E Sciutteri è stato chiaro: le IA si usano da tanto tempo nella produzione di videogiochi. E fare altrimenti sarebbe ingenuo, per non dire sciocco e controproducente.

Oggi vengono usate per rifinire le texture che compongono i personaggi e il mondo di gioco o per far apprendere meglio i circuiti agli avversari in un gioco di corse motoristiche o ancora per creare delle nuove missioni attraverso modalità procedurali.

Dall’intervista:

“Usare un’IA per produrre asset o contenuti del proprio gioco è una pratica, come dicevamo sopra, diffusa e già ampiamente usata. Ci sono giochi che creano quest in maniera procedurale, con testi scritti da un’IA (Skyrim è un buon esempio). Per cui, da questo punto di vista, non vedo nessun problema etico.

Se i giocatori pensano che ogni singola cosa che finisce in un gioco (soprattutto un gioco AAA che permette centinaia di ore) siano sviluppate ‘a mano’ – beh… si stanno illudendo. Prendiamo le mappe dei giochi open world: non c’è nessuna possibilità che uno studio abbia tempo e risorse per posare a mano ogni singola pietra o ogni singolo filo d’erba.
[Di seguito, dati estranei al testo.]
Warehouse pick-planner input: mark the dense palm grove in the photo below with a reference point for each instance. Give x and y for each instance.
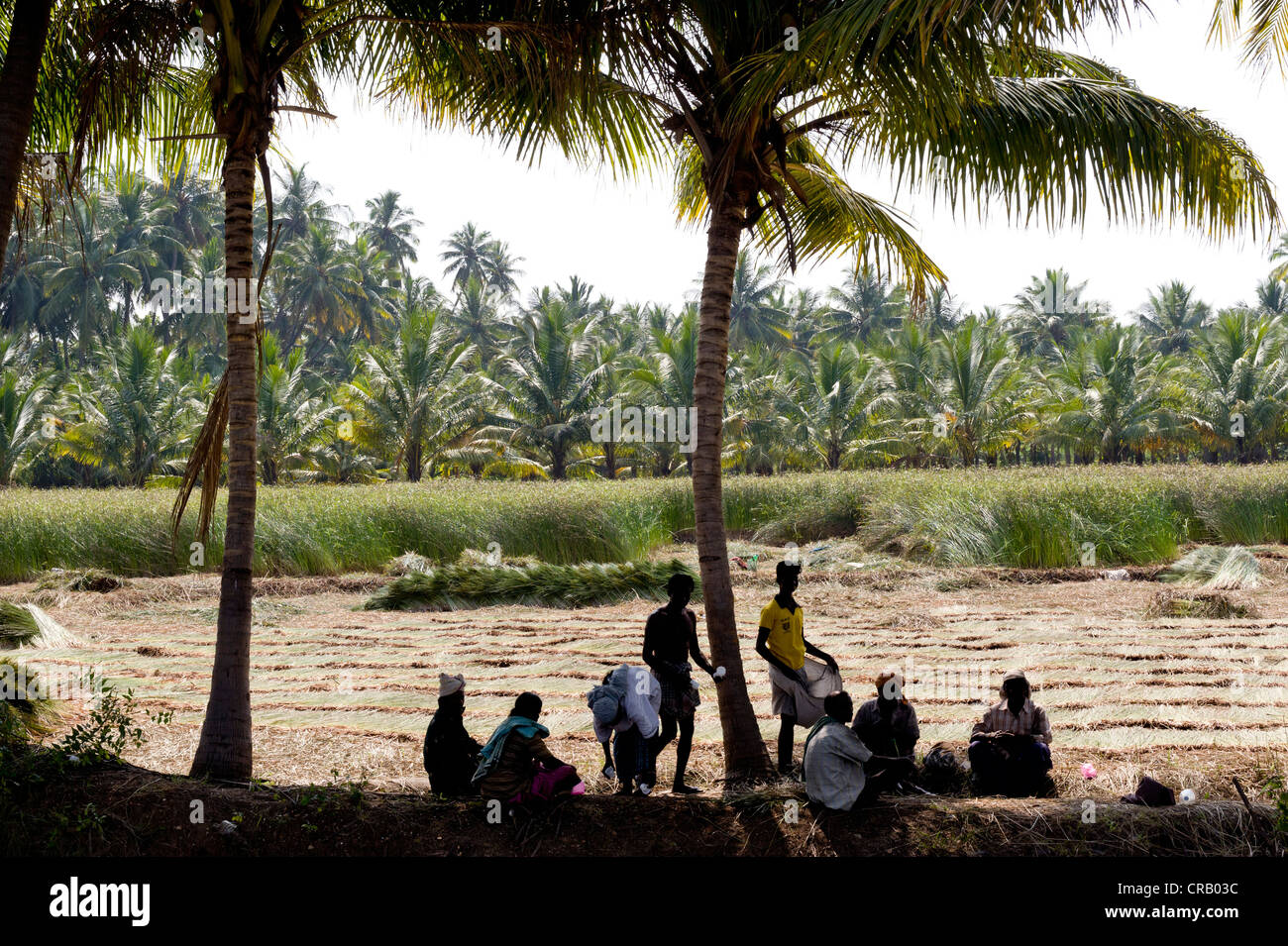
(368, 372)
E, se anche un’azienda avesse tempo e risorse per farlo… sarebbe uno spreco.

[…]

Nessuno – e dico nessuno con una sicurezza abbastanza elevata di non poter essere smentito – che fa questo mestiere deciderà mai per scelta di privarsi di uno strumento utile a semplificare le sfide che si devono affrontare per sviluppare e pubblicare un gioco. E i giocatori dovrebbero essere ben lieti di questo: è quello che porta i videogiochi a evolvere. Se come sviluppatori avessimo deciso di non abbracciare l’evoluzione della tecnologia, a parte essere un ossimoro vivente, saremmo rimasti fermi a Pong”.